🤖 AI Summary
This work addresses the theoretical challenge of characterizing the implicit bias of gradient descent (GD) in non-homogeneous deep networks, focusing on the asymptotic behavior under exponential loss when the initial empirical risk is sufficiently small. Prior implicit bias analyses were restricted to homogeneous networks; this paper extends the theory for the first time to a broad class of non-homogeneous architectures—such as those with residual connections or non-homogeneous activations—that satisfy a mild approximate homogeneity condition, thereby resolving an open problem posed by Ji & Telgarsky (2020).

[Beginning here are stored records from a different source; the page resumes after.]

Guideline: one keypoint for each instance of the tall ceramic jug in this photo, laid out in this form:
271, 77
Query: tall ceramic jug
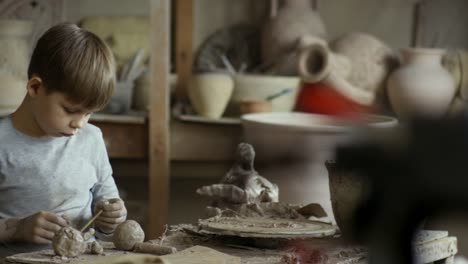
422, 86
282, 32
14, 59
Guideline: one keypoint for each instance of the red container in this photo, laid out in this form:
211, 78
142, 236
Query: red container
322, 99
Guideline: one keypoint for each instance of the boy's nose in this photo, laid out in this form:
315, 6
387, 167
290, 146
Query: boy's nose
79, 122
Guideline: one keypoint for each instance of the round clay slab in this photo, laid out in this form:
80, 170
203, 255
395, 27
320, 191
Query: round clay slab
267, 228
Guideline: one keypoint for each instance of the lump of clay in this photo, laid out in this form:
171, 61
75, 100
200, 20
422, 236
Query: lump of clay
68, 242
96, 248
127, 234
242, 184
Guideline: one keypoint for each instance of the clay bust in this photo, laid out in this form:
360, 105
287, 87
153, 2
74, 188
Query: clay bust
69, 242
242, 184
127, 234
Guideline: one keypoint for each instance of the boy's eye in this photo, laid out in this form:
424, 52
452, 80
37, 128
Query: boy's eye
70, 111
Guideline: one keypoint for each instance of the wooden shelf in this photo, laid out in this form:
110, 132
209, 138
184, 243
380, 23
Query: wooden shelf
189, 141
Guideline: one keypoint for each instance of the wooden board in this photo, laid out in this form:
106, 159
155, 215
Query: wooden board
442, 23
48, 257
266, 227
184, 49
44, 13
159, 118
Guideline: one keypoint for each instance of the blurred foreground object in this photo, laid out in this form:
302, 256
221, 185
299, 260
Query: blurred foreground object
411, 174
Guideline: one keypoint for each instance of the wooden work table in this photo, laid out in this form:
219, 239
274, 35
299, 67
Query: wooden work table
432, 247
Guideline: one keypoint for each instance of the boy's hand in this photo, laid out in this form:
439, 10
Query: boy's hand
113, 214
39, 228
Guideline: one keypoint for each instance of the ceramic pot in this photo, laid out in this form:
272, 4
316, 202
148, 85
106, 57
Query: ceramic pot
355, 64
421, 86
14, 60
210, 93
281, 33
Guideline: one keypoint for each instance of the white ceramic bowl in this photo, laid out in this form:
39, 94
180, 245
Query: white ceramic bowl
252, 87
294, 135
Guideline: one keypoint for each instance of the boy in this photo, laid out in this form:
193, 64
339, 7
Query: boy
54, 169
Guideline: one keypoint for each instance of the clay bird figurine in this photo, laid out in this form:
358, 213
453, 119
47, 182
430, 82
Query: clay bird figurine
242, 184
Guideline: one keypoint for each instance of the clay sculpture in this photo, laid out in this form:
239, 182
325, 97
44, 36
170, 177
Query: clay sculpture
127, 234
130, 236
355, 64
69, 242
242, 184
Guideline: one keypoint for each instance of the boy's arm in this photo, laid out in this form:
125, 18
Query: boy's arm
106, 195
37, 228
8, 229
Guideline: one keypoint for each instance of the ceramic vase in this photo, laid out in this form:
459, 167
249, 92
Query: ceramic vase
14, 59
421, 86
281, 33
209, 93
355, 64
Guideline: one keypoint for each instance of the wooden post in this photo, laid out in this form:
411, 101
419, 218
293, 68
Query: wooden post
159, 118
184, 45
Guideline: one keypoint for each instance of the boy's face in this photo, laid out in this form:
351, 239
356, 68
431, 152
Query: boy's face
55, 115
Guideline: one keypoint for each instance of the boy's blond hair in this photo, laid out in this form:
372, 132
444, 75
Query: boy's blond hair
75, 62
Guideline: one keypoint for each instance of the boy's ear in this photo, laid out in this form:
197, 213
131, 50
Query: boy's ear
34, 86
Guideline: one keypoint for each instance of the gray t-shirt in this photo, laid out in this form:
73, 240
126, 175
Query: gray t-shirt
65, 175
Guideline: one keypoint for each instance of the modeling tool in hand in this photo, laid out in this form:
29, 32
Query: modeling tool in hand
91, 221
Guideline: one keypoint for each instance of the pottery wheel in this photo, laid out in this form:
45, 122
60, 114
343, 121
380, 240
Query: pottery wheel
265, 228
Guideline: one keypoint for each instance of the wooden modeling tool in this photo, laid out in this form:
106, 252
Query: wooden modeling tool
91, 221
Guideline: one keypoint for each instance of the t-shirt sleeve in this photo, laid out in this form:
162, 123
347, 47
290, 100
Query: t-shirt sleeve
105, 188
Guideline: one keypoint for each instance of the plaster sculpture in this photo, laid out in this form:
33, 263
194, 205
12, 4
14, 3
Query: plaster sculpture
355, 64
127, 234
242, 184
130, 236
281, 33
69, 242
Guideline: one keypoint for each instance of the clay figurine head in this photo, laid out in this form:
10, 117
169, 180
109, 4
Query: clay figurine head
127, 234
69, 242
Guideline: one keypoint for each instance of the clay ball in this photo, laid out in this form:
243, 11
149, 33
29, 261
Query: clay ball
127, 234
68, 242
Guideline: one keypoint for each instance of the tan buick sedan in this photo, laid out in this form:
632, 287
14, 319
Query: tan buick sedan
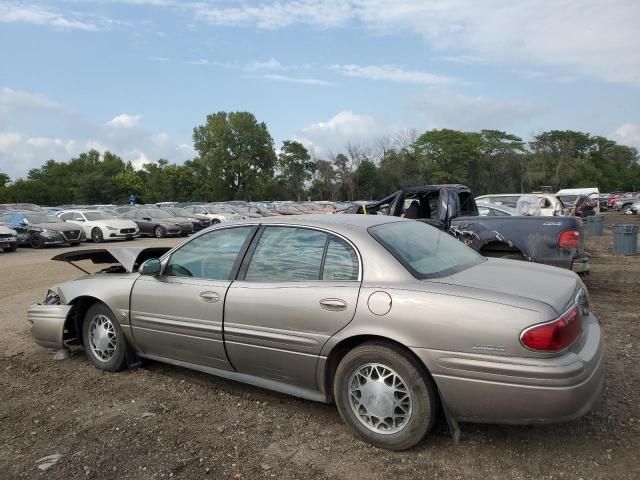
391, 319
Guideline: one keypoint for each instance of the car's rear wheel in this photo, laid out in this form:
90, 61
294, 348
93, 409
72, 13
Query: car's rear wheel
35, 241
97, 236
385, 396
103, 339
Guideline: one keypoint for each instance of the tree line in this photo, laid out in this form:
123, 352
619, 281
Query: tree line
236, 159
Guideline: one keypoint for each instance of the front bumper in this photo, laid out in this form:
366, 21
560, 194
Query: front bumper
517, 390
48, 324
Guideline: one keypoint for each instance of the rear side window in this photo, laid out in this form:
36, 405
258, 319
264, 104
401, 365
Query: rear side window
287, 254
423, 250
341, 262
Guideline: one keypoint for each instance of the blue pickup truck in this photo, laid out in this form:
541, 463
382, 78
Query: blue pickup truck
557, 241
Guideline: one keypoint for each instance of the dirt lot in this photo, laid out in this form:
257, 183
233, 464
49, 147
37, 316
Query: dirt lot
166, 422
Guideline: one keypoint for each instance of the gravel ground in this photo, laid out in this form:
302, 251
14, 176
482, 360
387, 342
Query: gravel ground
160, 421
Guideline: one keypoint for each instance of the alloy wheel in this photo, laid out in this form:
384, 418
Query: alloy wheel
380, 398
102, 338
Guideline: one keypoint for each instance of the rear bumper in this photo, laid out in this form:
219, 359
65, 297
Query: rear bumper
512, 390
48, 324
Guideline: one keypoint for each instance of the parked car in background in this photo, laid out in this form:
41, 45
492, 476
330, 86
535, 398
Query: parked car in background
550, 205
8, 239
38, 229
486, 209
215, 213
557, 241
158, 223
390, 319
198, 220
100, 226
592, 194
624, 204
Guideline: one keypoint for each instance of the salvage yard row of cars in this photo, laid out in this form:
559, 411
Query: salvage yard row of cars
399, 310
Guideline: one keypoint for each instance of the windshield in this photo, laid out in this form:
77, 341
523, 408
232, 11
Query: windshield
424, 250
91, 216
158, 214
37, 218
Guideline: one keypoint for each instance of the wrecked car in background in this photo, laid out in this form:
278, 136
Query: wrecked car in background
38, 229
8, 239
557, 241
393, 320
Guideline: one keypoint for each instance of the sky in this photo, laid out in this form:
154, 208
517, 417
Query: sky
136, 76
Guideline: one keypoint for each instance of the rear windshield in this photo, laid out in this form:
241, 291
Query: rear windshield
424, 250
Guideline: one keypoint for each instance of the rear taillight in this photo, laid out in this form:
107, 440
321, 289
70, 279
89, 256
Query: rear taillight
556, 335
569, 239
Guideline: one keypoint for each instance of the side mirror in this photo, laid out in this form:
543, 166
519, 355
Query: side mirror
150, 267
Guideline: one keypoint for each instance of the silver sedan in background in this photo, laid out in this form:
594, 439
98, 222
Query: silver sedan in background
391, 319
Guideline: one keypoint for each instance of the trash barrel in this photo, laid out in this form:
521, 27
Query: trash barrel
625, 239
595, 226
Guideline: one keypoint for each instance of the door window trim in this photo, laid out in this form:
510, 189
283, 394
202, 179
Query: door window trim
256, 238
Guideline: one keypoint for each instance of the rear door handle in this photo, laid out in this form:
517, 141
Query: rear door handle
333, 304
209, 297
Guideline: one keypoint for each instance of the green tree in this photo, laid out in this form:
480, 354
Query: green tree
295, 167
449, 155
235, 155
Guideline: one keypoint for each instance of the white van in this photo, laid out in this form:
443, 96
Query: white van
592, 192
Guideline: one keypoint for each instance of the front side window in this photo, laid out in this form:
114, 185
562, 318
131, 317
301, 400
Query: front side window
287, 254
341, 262
423, 250
210, 256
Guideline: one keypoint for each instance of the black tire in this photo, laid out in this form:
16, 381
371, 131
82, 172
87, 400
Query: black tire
423, 393
35, 241
117, 360
96, 235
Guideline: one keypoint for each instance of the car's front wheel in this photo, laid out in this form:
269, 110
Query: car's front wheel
385, 396
103, 339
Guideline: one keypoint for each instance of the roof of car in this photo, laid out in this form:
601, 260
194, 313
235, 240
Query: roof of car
328, 220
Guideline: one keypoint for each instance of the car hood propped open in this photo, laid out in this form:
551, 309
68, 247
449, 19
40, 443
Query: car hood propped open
129, 257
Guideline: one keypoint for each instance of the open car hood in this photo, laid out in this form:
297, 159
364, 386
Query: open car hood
129, 257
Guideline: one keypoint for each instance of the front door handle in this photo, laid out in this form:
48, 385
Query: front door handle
209, 297
333, 304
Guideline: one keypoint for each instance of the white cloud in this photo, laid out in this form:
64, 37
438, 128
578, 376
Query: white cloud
124, 120
589, 37
14, 12
331, 136
11, 100
392, 73
284, 78
442, 108
271, 64
628, 134
24, 146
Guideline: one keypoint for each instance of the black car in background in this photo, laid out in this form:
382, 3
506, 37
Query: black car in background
158, 223
38, 230
199, 221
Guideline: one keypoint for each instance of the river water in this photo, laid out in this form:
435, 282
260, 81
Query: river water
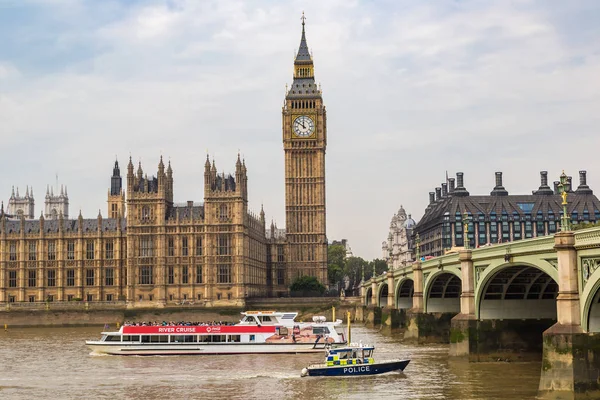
53, 363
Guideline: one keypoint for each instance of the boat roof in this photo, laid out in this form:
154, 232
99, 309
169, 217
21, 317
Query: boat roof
270, 313
350, 348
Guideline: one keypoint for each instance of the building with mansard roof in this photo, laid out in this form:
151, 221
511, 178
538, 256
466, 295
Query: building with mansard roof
500, 216
397, 250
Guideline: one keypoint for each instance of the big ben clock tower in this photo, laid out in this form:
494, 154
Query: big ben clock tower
304, 143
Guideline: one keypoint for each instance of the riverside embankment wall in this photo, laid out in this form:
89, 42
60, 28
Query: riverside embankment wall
89, 314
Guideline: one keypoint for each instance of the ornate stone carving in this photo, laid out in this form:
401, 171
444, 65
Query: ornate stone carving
588, 266
425, 275
478, 271
553, 262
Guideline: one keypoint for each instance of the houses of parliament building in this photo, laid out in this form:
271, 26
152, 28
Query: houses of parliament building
148, 249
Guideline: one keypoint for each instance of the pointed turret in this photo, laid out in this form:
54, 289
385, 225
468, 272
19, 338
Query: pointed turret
303, 53
161, 166
304, 86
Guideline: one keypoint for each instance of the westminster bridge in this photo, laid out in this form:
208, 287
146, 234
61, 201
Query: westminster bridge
539, 293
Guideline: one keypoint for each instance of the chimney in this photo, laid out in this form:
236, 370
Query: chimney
544, 188
499, 189
459, 180
451, 185
583, 187
460, 188
544, 178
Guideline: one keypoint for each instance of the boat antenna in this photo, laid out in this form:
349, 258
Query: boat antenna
348, 314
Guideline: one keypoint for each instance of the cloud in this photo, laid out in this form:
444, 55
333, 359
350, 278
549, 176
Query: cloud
412, 89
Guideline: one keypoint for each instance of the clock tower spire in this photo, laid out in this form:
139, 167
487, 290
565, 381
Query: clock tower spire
304, 143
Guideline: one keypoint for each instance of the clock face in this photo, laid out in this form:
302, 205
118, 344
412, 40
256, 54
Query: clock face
304, 126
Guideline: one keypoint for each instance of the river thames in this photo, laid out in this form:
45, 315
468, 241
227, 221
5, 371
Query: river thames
54, 363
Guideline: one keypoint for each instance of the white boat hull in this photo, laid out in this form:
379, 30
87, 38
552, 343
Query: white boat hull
160, 349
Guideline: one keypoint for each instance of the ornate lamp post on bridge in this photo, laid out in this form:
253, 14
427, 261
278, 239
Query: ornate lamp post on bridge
466, 230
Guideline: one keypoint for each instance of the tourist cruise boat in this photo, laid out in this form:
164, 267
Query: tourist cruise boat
354, 359
257, 332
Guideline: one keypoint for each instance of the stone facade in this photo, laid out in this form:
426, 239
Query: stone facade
153, 251
304, 143
397, 250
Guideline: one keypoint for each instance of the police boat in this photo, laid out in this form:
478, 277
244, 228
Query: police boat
355, 359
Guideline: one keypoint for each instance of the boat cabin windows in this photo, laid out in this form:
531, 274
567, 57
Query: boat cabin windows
320, 330
183, 338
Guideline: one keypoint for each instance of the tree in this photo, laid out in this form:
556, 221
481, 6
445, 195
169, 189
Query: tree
307, 286
336, 261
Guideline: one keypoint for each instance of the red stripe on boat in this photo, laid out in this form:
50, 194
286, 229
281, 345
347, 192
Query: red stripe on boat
180, 329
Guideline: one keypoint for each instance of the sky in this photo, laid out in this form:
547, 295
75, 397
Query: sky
413, 89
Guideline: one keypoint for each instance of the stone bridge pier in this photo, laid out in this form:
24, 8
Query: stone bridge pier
571, 359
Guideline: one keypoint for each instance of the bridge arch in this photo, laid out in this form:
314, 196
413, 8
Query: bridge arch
368, 296
382, 295
442, 292
404, 293
590, 300
517, 290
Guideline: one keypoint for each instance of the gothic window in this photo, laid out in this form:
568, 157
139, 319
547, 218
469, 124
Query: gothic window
224, 245
146, 246
70, 277
223, 212
198, 273
89, 250
51, 278
89, 277
170, 247
51, 250
109, 277
32, 251
185, 276
146, 277
184, 246
224, 273
108, 250
13, 251
171, 275
12, 278
146, 213
70, 250
32, 279
198, 245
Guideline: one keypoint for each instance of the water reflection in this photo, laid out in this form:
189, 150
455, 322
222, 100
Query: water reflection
54, 363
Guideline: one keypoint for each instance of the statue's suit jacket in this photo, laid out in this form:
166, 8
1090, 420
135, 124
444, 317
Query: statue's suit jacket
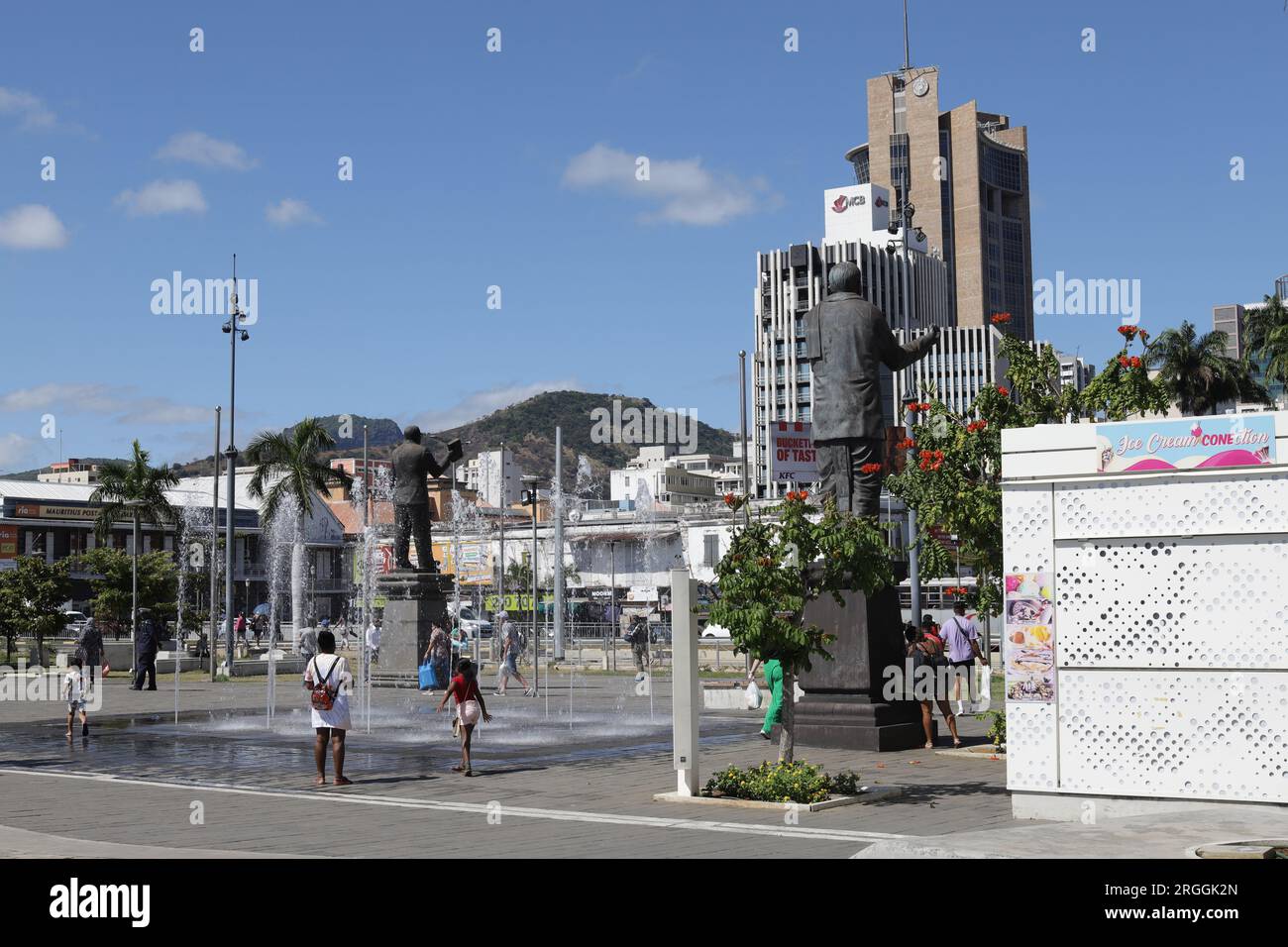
846, 342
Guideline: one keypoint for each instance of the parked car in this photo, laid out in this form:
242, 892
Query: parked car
471, 624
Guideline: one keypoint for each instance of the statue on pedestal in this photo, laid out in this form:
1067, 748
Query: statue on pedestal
846, 342
412, 464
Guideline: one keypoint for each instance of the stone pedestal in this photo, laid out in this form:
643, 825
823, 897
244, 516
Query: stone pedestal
842, 705
413, 602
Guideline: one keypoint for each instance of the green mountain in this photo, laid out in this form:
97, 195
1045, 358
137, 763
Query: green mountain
528, 431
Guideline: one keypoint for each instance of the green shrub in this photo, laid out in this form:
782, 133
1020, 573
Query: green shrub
996, 725
782, 783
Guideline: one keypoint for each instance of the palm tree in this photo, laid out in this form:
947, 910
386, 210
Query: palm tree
1198, 373
287, 464
1266, 337
133, 488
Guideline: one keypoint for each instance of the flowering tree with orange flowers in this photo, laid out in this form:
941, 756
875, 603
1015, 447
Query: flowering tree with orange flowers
953, 475
780, 561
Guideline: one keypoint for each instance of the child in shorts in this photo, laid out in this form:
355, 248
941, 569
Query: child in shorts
73, 689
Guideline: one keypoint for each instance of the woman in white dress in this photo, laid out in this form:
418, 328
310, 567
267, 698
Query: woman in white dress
327, 680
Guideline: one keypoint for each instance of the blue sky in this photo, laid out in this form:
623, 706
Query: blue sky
477, 169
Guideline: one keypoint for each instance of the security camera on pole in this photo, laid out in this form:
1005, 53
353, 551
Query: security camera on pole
236, 317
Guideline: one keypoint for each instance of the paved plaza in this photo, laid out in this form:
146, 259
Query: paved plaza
549, 783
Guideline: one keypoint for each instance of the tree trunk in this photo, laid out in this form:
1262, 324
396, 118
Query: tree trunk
787, 735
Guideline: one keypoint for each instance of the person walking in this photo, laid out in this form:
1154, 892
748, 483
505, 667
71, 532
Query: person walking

The analysis establishes approximate monotonicity of the normalized margin, proves convergence of the parameter direction, and verifies that the limiting direction satisfies the Karush–Kuhn–Tucker (KKT) conditions of the max-margin optimization problem. Consequently, GD iterates converge in direction to a KKT solution of this problem, rigorously revealing the asymptotic implicit bias of GD in non-homogeneous deep networks.
📝 Abstract
We establish the asymptotic implicit bias of gradient descent (GD) for generic non-homogeneous deep networks under exponential loss. Specifically, we characterize three key properties of GD iterates starting from a sufficiently small empirical risk, where the threshold is determined by a measure of the network's non-homogeneity. First, we show that a normalized margin induced by the GD iterates increases nearly monotonically. Second, we prove that while the norm of the GD iterates diverges to infinity, the iterates themselves converge in direction. Finally, we establish that this directional limit satisfies the Karush-Kuhn-Tucker (KKT) conditions of a margin maximization problem. Prior works on implicit bias have focused exclusively on homogeneous networks; in contrast, our results apply to a broad class of non-homogeneous networks satisfying a mild near-homogeneity condition. In particular, our results apply to networks with residual connections and non-homogeneous activation functions, thereby resolving an open problem posed by Ji and Telgarsky (2020).